KIZILDERİLİ KATLİAMI – KIZILDERİLİ SOYKIRIMI

Kristof Kolomb, Hindistan’a varmak üzere çıktığı deniz yolculuğunda Amerika’ya ayak basınca burasını Hindistan sanmış, yerli halka “Hintliler” adını vermişti. Bu yüzden Kızılderililere bugünkü Amerikalılar da “Indian” (Hintli) denilir.

Avrupalılar kıtaya ayak bastığında yaklaşık 4.2 milyon, Güney Amerika’da ise 10 milyon yerli Kızılderili vardı. Bu noktadan sonra nüfus hızla azalmaya başlamıştır.

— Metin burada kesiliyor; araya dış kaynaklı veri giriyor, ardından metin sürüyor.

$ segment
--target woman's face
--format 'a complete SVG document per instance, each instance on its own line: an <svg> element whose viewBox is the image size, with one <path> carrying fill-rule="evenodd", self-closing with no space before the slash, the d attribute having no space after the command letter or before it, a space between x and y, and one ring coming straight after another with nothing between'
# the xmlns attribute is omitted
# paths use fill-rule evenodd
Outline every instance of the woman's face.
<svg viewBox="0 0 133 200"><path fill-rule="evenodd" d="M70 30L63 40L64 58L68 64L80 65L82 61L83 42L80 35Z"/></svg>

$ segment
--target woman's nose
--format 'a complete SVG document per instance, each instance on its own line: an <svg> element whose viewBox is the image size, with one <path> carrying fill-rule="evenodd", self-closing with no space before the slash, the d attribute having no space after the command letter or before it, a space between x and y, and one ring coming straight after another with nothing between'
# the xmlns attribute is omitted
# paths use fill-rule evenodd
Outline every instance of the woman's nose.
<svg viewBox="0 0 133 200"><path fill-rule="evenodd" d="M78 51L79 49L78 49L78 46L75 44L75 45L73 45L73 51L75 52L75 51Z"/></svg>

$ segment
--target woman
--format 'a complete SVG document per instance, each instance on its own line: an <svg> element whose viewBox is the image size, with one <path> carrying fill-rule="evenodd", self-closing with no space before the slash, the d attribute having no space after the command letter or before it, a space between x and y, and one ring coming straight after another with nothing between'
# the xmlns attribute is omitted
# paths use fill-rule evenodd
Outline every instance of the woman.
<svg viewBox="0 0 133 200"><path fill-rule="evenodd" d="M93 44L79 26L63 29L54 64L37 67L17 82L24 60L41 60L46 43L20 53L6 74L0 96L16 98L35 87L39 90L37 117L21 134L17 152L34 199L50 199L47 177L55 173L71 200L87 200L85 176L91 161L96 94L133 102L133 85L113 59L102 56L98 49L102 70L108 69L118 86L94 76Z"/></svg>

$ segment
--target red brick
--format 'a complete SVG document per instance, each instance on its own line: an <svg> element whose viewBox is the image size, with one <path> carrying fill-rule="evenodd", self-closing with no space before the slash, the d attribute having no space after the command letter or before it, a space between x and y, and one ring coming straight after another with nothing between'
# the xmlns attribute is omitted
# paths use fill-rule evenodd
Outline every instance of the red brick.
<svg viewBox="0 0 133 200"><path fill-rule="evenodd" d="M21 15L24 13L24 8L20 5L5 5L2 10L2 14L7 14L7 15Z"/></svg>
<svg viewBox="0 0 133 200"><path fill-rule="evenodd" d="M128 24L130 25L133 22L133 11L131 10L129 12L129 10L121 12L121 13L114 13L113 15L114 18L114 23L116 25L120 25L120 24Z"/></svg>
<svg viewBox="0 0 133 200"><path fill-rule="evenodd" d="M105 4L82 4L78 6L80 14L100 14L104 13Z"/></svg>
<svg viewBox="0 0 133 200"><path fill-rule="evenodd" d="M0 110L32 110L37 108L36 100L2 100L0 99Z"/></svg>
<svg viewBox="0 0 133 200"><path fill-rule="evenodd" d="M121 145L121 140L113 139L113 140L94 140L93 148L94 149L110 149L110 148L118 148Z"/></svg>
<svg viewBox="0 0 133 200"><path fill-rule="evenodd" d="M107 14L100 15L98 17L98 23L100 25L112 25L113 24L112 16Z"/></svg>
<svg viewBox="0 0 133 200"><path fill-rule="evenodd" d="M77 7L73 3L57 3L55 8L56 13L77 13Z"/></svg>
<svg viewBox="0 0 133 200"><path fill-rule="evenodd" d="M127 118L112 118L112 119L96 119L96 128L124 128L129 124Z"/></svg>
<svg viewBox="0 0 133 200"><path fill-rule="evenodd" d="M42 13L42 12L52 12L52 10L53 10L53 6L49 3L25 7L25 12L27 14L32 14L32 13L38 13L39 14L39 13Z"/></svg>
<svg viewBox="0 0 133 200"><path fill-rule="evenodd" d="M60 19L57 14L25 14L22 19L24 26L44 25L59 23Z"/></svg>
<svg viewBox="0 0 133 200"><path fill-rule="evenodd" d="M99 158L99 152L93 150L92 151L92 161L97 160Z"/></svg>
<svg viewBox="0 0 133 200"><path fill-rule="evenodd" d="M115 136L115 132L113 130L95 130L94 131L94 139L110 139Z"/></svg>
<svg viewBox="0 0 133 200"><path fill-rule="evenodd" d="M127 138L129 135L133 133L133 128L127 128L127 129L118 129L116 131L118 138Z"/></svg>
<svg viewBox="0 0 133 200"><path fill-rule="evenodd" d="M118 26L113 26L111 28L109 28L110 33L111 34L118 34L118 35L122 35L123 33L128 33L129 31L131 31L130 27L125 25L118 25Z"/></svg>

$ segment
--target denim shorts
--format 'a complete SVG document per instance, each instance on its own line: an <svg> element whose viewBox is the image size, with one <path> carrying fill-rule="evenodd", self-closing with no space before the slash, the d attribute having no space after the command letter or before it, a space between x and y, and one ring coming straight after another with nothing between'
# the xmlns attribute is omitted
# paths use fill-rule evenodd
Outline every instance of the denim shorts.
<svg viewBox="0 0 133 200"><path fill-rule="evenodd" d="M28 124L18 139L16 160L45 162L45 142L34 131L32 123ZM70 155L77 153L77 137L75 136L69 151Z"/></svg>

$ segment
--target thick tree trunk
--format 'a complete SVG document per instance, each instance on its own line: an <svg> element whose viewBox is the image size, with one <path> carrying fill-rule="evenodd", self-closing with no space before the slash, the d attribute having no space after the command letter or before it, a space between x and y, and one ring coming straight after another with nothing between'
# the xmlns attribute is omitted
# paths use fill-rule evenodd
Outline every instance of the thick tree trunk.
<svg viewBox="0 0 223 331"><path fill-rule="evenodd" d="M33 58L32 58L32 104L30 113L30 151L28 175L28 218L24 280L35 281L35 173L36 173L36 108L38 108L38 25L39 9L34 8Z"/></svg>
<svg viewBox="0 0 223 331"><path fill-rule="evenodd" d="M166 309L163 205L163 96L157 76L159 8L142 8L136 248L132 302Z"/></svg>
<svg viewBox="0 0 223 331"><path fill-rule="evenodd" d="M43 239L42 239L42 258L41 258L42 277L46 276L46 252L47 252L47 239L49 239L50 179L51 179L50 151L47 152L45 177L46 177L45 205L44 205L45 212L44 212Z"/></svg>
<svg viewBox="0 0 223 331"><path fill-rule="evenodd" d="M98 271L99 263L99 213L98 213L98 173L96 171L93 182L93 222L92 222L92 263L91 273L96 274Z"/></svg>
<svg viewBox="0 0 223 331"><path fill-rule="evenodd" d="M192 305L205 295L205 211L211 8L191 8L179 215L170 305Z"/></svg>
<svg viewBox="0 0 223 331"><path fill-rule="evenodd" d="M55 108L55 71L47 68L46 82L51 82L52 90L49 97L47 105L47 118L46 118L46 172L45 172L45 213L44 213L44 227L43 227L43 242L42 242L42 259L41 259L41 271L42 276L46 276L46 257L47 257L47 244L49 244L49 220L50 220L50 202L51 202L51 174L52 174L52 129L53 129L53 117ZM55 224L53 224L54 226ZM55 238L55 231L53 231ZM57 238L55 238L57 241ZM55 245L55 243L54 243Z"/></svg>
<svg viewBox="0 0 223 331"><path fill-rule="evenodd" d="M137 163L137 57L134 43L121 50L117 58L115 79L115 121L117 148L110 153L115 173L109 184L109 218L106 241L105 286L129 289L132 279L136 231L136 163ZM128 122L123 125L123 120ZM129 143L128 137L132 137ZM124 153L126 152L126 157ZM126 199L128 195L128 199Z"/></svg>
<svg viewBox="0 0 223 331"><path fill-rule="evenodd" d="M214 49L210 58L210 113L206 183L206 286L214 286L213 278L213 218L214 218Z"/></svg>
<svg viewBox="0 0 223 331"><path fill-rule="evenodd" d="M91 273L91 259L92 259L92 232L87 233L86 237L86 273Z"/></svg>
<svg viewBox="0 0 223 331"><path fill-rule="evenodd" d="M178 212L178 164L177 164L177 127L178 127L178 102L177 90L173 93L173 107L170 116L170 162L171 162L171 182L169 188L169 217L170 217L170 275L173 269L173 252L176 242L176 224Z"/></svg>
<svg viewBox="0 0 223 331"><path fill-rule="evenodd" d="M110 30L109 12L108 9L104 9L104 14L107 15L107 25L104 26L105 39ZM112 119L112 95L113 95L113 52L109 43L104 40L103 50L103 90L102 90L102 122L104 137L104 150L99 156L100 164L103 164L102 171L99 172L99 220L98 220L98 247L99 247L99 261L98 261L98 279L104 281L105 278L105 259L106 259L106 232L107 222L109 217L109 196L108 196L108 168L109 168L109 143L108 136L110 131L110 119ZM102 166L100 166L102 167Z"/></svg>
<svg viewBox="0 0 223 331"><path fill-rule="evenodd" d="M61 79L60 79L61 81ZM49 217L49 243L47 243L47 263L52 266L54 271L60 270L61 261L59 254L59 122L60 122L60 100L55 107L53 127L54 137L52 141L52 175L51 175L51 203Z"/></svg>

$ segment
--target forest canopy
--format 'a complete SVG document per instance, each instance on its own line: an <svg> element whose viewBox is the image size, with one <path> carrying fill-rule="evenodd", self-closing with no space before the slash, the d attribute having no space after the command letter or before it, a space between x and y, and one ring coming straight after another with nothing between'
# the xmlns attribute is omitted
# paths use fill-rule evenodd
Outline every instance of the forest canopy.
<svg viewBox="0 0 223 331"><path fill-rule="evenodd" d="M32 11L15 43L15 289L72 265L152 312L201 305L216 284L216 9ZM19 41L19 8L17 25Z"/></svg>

Çeşitli, katliamlar, bulaşıcı hastalıklar ile Kızılderililer nüfus olarak azalmıştır ve topraklarını kaybetmiştir.

Kızılderili topluluğunun ayrı dilleri olsa da genel olarak hepsi, bir şey anlatmak için kelime ya da cümle değil, tek tek kelimelerin birleştirilmesiyle türetilen bileşik kelimeler kullanırlar. Meselâ “o kadın çizgili bir elbise giyiyordu” cümlesine “kadın – çizgi – elbise” denilmektedir.

Amerika’nın keşfi ve sonrasında beyazların buraya yerleşmeleri sırasında Kızılderililerin birçoğu ölmüştür. Yalnız, hayat şartları gittikçe düzeldiğinden sayıları yine de artmaktadır. Kuzey Amerika’daki Kızılderililer, ABD hükümeti tarafından ABD vatandaşı olarak kabul edilmektedirler.

Kızılderililer, Maya, Inka, Aztek devletleri gibi gelişmiş devletler kurmuşlar, kendilerine öz medeniyetler yaratmışlardır. Meselâ XV. yüzyılın son yıllarında şimdiki Meksika’daki Aztek İmparatorluğu’nun nüfusu o zamanki İngiltere’nin nüfusundan fazlaydı.

Kızılderililer, İspanyollar ve Anglo-Saksonlar tarafından Kuzey ve Güney Amerika’da sistemli şekilde hayvan avlanır gibi imha edilmişler, birçok ırkları ortadan kaldırılmıştır. Komançi ve Siyu gibi ünlü ırklar bunların arasındadır.

Melez Kızılderililer, tamamen İspanyollaşmıştır; İspanyolca konuşurlar, Katolik’tirler. Safkan olanlar arasında da Hristiyanlık ve Batı dilleri yayılmaktadır. Şu anda kızıl derililerden 210 kabile, Brezilya’nın Yağmur Ormanları’nda yaşamaktadır.

Tarihe Kızılderili Soykırımları olarak geçen vaka, Amerika’nın keşfinin ardından, kıtaya ulaşan Beyaz Avrupalıların ve Amerikalıların bu kıtada yaşayan yerli halk, Kızılderililere karşı uyguladığı soykırımlardır.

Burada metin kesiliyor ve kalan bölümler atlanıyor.